Profissional que trabalha com a criatividade, o artista tem dificuldade de ser visto, até por ele mesmo, como um trabalhador ou trabalhadora

Por Ana Paula Lisboa

O imaginário do trabalho artístico como sendo o fazer da fruição e inspiração, acaba esquecendo do esforço da transpiração e burocracias deste trabalho.

Para os favelados, é ainda mais complexo ver o trabalho artístico como uma possibilidade de sustento e mobilidade social. A publicação Marégrafia identificou que apenas 3% das pessoas que trabalham com arte no território conseguem manter as despesas familiares somente com o subsídio desses trabalhos.

Não foram poucas as vezes em que sambistas e capoeiristas foram chamados de malandros e vagabundos. O preconceito e o racismo alimenta a informalidade e a falta de reconhecimento, principalmente financeira. 

Entrevistamos três trabalhadores da cultura crias da Maré, para saber o que eles pensam sobre os seus trabalhos.

Prestador de serviço 

Eu sou Renato Cafuzo, escritor, ilustrador e designer gráfico. Eu sempre gostei de desenhar e de arte, mas antes de me entender como artista eu já estava procurando trabalho. 

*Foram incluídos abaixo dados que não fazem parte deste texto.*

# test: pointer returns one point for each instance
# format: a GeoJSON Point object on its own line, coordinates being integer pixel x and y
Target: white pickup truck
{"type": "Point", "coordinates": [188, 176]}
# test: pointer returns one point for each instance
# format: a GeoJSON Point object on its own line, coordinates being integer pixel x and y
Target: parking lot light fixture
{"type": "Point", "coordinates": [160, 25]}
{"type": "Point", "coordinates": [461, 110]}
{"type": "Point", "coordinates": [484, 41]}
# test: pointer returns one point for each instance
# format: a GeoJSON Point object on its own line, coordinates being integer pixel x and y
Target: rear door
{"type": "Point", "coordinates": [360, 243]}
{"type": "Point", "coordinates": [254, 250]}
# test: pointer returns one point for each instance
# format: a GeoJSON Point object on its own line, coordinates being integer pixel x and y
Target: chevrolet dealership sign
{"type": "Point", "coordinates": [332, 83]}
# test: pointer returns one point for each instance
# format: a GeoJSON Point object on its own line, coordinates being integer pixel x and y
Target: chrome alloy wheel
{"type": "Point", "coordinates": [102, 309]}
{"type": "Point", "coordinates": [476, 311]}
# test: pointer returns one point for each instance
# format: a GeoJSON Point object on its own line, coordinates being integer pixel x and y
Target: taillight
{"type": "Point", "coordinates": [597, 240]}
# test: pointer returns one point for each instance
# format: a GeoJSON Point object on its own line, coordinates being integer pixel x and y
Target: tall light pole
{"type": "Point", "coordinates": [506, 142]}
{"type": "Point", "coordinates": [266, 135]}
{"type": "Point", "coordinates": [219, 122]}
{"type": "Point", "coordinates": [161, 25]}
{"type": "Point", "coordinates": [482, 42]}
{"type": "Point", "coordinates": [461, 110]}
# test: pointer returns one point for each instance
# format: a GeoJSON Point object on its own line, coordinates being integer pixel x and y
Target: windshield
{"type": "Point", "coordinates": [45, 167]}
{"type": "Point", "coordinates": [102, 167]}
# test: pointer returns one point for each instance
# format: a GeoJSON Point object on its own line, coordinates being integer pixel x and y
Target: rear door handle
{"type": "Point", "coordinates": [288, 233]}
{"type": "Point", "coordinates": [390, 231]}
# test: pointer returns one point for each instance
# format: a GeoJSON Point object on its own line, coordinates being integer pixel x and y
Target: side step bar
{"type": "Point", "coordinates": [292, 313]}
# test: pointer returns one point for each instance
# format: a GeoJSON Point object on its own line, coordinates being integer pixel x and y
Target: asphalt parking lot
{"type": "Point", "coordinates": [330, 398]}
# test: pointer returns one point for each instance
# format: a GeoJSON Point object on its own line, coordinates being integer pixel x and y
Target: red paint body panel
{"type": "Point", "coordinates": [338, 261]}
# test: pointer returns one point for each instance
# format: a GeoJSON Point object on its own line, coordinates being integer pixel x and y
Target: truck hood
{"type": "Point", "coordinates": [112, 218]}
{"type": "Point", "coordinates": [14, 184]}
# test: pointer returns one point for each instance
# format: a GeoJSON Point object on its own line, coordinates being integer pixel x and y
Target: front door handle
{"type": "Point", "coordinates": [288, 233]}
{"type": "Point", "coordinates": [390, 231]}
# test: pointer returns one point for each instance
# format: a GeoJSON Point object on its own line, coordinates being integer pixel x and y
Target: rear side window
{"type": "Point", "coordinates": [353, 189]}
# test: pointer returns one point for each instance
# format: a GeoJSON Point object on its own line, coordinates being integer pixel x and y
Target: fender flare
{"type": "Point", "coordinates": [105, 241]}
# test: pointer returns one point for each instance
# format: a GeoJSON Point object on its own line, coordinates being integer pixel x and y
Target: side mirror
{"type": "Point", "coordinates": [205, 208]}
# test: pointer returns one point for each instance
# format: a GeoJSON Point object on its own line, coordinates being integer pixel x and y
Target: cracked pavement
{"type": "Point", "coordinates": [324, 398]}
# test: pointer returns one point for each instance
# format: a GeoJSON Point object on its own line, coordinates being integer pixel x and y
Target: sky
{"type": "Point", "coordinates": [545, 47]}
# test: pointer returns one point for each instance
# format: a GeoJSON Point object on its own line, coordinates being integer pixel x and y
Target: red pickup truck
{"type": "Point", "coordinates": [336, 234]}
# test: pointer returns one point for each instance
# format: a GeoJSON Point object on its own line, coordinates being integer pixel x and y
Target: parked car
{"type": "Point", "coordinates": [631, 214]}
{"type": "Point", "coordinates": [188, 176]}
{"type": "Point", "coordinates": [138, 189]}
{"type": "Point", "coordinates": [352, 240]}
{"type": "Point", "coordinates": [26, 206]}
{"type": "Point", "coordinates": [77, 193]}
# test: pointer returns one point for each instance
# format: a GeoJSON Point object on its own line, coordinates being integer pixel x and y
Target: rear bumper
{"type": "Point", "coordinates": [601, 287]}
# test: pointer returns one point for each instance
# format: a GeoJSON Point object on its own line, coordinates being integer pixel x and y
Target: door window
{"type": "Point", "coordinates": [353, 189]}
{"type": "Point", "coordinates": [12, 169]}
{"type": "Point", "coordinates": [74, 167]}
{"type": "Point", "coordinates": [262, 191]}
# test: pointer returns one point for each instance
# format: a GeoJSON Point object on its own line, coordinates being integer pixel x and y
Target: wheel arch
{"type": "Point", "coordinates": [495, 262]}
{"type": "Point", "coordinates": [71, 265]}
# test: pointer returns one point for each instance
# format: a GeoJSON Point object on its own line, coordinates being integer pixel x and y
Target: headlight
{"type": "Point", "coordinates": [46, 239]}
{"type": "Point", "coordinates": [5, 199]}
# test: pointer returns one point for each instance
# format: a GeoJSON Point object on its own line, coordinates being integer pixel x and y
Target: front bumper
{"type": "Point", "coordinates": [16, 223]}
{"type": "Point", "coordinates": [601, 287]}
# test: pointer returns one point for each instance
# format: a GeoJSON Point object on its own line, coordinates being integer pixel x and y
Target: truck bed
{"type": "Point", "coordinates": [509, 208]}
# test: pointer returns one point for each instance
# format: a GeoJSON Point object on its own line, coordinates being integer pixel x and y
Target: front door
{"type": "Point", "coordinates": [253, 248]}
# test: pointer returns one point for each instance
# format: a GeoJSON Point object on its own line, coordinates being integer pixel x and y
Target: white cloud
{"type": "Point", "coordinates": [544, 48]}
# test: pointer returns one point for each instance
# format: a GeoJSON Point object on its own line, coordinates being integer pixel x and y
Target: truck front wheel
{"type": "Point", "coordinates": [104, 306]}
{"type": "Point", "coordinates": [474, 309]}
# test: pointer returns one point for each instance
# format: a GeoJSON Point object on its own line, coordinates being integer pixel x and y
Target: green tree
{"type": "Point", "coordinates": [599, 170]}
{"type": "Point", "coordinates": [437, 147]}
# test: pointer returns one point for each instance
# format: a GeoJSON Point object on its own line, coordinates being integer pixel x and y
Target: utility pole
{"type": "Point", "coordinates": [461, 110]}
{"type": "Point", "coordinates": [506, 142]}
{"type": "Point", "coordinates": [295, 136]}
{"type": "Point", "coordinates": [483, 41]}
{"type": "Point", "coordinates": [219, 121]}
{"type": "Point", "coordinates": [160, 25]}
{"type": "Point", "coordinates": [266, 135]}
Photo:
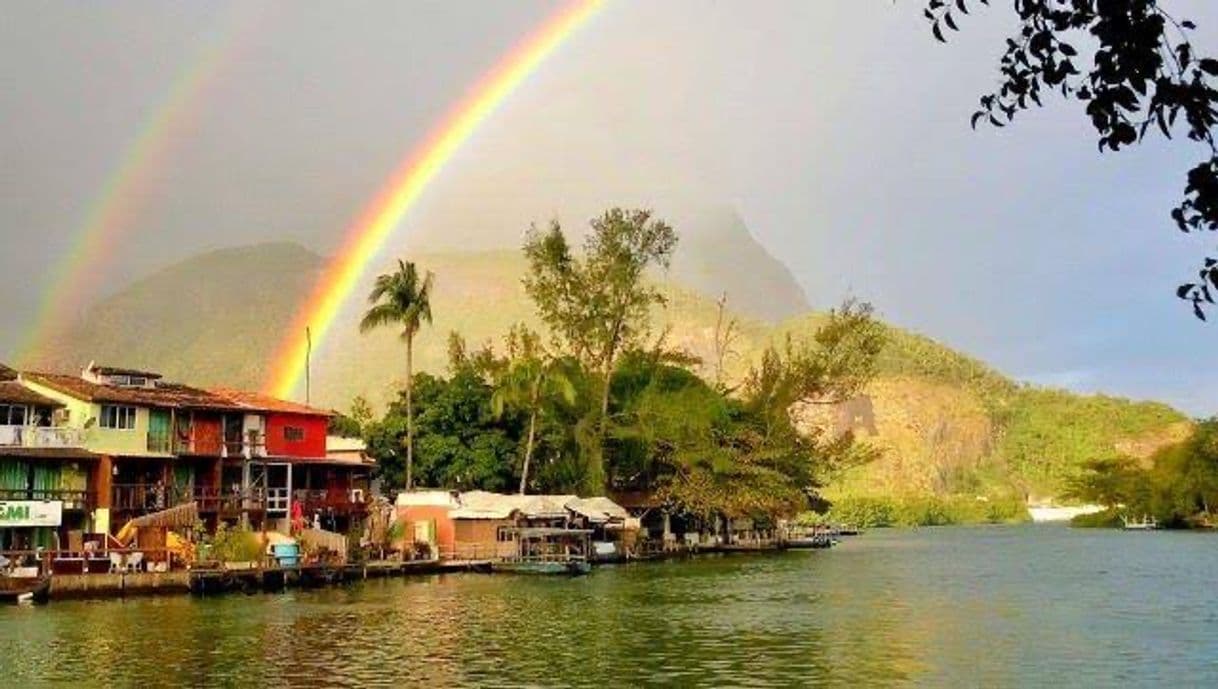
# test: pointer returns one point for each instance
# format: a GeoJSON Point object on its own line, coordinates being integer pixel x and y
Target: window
{"type": "Point", "coordinates": [12, 415]}
{"type": "Point", "coordinates": [119, 418]}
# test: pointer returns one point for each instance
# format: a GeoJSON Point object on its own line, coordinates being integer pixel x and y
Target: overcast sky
{"type": "Point", "coordinates": [839, 130]}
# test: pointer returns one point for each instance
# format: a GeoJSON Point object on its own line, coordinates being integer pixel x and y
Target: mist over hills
{"type": "Point", "coordinates": [946, 421]}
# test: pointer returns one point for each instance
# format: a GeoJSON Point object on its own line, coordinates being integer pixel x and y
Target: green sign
{"type": "Point", "coordinates": [31, 513]}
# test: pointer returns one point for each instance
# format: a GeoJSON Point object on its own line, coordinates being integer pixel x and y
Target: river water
{"type": "Point", "coordinates": [987, 606]}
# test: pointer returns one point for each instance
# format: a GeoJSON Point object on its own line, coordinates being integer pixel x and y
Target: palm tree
{"type": "Point", "coordinates": [402, 298]}
{"type": "Point", "coordinates": [528, 382]}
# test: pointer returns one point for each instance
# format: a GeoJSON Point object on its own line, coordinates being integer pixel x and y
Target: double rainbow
{"type": "Point", "coordinates": [111, 212]}
{"type": "Point", "coordinates": [366, 237]}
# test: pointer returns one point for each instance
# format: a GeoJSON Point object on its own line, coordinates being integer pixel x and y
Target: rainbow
{"type": "Point", "coordinates": [111, 211]}
{"type": "Point", "coordinates": [368, 234]}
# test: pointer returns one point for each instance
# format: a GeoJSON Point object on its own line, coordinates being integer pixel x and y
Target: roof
{"type": "Point", "coordinates": [163, 395]}
{"type": "Point", "coordinates": [598, 509]}
{"type": "Point", "coordinates": [12, 392]}
{"type": "Point", "coordinates": [426, 498]}
{"type": "Point", "coordinates": [481, 504]}
{"type": "Point", "coordinates": [258, 402]}
{"type": "Point", "coordinates": [121, 371]}
{"type": "Point", "coordinates": [48, 453]}
{"type": "Point", "coordinates": [339, 443]}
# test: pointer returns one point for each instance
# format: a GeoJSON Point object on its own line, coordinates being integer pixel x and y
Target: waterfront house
{"type": "Point", "coordinates": [45, 474]}
{"type": "Point", "coordinates": [333, 488]}
{"type": "Point", "coordinates": [426, 519]}
{"type": "Point", "coordinates": [478, 525]}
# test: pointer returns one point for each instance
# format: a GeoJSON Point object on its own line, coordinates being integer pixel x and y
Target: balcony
{"type": "Point", "coordinates": [42, 437]}
{"type": "Point", "coordinates": [71, 499]}
{"type": "Point", "coordinates": [149, 498]}
{"type": "Point", "coordinates": [214, 500]}
{"type": "Point", "coordinates": [335, 500]}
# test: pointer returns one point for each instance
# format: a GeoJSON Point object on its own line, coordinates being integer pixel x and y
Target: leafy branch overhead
{"type": "Point", "coordinates": [1143, 78]}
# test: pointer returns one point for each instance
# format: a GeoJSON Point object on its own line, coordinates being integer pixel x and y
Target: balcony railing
{"type": "Point", "coordinates": [247, 448]}
{"type": "Point", "coordinates": [71, 499]}
{"type": "Point", "coordinates": [40, 437]}
{"type": "Point", "coordinates": [229, 502]}
{"type": "Point", "coordinates": [150, 498]}
{"type": "Point", "coordinates": [333, 499]}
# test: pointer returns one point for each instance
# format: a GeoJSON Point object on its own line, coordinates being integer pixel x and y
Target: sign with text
{"type": "Point", "coordinates": [31, 513]}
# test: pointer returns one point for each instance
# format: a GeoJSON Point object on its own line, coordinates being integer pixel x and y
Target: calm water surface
{"type": "Point", "coordinates": [993, 606]}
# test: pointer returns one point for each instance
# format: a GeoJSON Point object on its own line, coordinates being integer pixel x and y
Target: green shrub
{"type": "Point", "coordinates": [931, 510]}
{"type": "Point", "coordinates": [235, 545]}
{"type": "Point", "coordinates": [1107, 519]}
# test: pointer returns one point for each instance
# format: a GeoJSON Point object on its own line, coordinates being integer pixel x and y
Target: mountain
{"type": "Point", "coordinates": [948, 424]}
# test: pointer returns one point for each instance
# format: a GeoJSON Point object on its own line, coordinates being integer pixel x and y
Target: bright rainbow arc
{"type": "Point", "coordinates": [374, 227]}
{"type": "Point", "coordinates": [111, 209]}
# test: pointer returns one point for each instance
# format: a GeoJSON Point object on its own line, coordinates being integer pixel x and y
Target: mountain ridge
{"type": "Point", "coordinates": [948, 423]}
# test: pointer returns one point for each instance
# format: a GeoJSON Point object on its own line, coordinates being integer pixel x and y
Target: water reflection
{"type": "Point", "coordinates": [961, 608]}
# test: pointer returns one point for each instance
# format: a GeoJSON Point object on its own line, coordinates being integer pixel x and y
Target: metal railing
{"type": "Point", "coordinates": [336, 499]}
{"type": "Point", "coordinates": [98, 561]}
{"type": "Point", "coordinates": [42, 436]}
{"type": "Point", "coordinates": [229, 502]}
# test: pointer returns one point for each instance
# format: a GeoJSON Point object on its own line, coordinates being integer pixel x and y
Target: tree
{"type": "Point", "coordinates": [531, 379]}
{"type": "Point", "coordinates": [598, 304]}
{"type": "Point", "coordinates": [1143, 77]}
{"type": "Point", "coordinates": [402, 298]}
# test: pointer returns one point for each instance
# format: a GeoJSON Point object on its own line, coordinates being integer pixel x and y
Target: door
{"type": "Point", "coordinates": [158, 430]}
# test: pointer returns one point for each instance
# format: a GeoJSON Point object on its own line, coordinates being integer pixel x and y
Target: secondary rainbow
{"type": "Point", "coordinates": [110, 212]}
{"type": "Point", "coordinates": [366, 237]}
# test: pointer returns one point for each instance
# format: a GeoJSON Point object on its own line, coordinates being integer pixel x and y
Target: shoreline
{"type": "Point", "coordinates": [211, 582]}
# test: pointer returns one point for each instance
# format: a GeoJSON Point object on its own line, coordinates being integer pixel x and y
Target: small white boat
{"type": "Point", "coordinates": [1146, 524]}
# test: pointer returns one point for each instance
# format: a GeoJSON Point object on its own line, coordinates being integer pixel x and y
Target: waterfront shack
{"type": "Point", "coordinates": [426, 520]}
{"type": "Point", "coordinates": [612, 530]}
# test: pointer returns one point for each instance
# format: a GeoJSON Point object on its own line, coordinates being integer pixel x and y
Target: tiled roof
{"type": "Point", "coordinates": [163, 395]}
{"type": "Point", "coordinates": [122, 371]}
{"type": "Point", "coordinates": [12, 392]}
{"type": "Point", "coordinates": [258, 402]}
{"type": "Point", "coordinates": [171, 396]}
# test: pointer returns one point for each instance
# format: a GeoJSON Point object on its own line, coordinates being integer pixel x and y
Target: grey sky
{"type": "Point", "coordinates": [838, 130]}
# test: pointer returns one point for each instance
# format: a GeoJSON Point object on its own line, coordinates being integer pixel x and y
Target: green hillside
{"type": "Point", "coordinates": [948, 423]}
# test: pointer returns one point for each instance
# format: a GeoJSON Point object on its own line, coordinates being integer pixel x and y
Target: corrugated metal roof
{"type": "Point", "coordinates": [12, 392]}
{"type": "Point", "coordinates": [256, 401]}
{"type": "Point", "coordinates": [163, 395]}
{"type": "Point", "coordinates": [598, 509]}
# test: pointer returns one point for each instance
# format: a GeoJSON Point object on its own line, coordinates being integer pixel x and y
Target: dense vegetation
{"type": "Point", "coordinates": [1178, 486]}
{"type": "Point", "coordinates": [946, 423]}
{"type": "Point", "coordinates": [631, 414]}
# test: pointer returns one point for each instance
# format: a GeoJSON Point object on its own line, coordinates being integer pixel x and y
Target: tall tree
{"type": "Point", "coordinates": [531, 379]}
{"type": "Point", "coordinates": [1141, 78]}
{"type": "Point", "coordinates": [402, 297]}
{"type": "Point", "coordinates": [598, 304]}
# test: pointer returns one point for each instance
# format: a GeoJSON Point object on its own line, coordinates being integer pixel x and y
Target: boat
{"type": "Point", "coordinates": [1146, 524]}
{"type": "Point", "coordinates": [546, 550]}
{"type": "Point", "coordinates": [809, 538]}
{"type": "Point", "coordinates": [569, 567]}
{"type": "Point", "coordinates": [18, 589]}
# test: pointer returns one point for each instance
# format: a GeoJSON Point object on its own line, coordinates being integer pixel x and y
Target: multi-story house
{"type": "Point", "coordinates": [147, 444]}
{"type": "Point", "coordinates": [46, 476]}
{"type": "Point", "coordinates": [330, 489]}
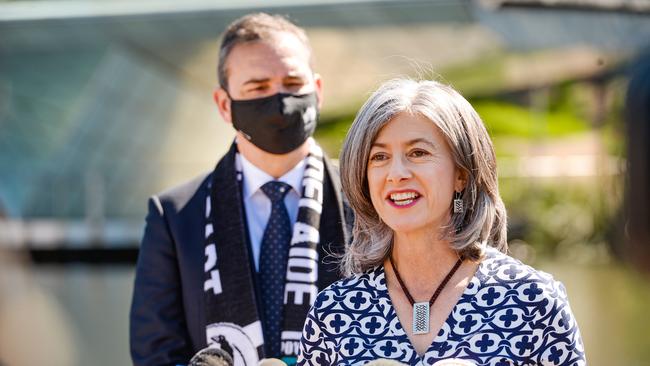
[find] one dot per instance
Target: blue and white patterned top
(509, 314)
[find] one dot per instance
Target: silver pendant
(421, 318)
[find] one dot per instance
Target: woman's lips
(403, 199)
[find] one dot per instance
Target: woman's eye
(378, 157)
(419, 153)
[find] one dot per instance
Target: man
(234, 259)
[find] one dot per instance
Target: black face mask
(277, 124)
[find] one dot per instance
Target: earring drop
(458, 203)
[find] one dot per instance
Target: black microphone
(211, 357)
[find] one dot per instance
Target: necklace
(421, 309)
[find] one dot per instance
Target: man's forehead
(260, 59)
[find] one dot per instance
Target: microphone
(271, 362)
(211, 357)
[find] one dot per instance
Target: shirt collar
(255, 178)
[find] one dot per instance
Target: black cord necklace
(421, 309)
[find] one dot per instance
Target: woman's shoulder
(498, 267)
(354, 292)
(501, 277)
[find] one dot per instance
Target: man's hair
(482, 222)
(251, 28)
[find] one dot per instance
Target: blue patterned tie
(273, 264)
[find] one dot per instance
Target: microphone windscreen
(271, 362)
(211, 357)
(384, 362)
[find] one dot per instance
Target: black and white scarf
(233, 321)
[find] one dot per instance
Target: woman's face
(411, 175)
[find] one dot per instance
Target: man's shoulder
(181, 195)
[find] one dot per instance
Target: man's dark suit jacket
(167, 320)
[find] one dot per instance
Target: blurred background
(104, 103)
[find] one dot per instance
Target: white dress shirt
(258, 205)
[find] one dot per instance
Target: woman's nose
(398, 171)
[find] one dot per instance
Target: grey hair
(482, 222)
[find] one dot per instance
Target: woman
(428, 279)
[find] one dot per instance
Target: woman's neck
(422, 260)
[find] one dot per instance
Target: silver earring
(458, 203)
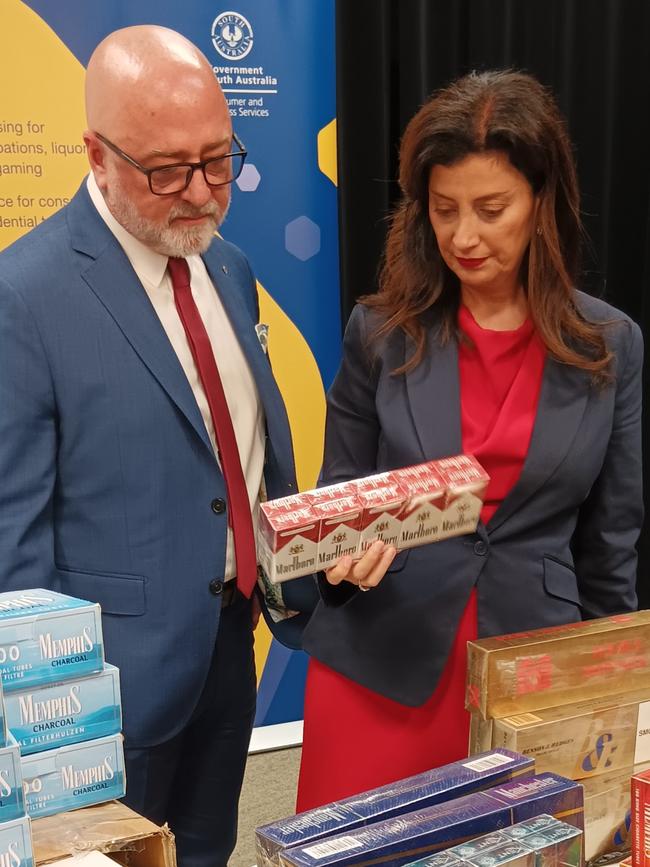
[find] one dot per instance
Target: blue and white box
(56, 714)
(75, 776)
(16, 844)
(404, 839)
(413, 793)
(12, 802)
(46, 637)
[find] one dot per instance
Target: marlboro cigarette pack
(583, 739)
(401, 840)
(405, 507)
(394, 799)
(528, 671)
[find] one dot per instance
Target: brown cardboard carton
(111, 828)
(583, 739)
(526, 671)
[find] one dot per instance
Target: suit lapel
(110, 276)
(433, 389)
(562, 403)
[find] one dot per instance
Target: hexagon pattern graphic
(302, 238)
(249, 179)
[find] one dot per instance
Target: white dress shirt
(238, 384)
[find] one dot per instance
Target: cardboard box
(608, 812)
(74, 776)
(583, 739)
(12, 801)
(111, 828)
(65, 713)
(47, 637)
(403, 839)
(412, 793)
(527, 671)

Eu fui fazer o curso de designer porque me dava a oportunidade de estar perto era uma coisa que me daria um emprego, o que era importante pro meu pai, mas ao mesmo tempo tinha a ver com estética e com coisas que eu gostava. No curso eu tive professores que eram ilustradores, e assim eu comecei a ter referenciais de profissionais que trabalhavam com arte. Quando fiz meu primeiro trampo como ilustrador pra um livro eu me vi um artista prestador de serviço.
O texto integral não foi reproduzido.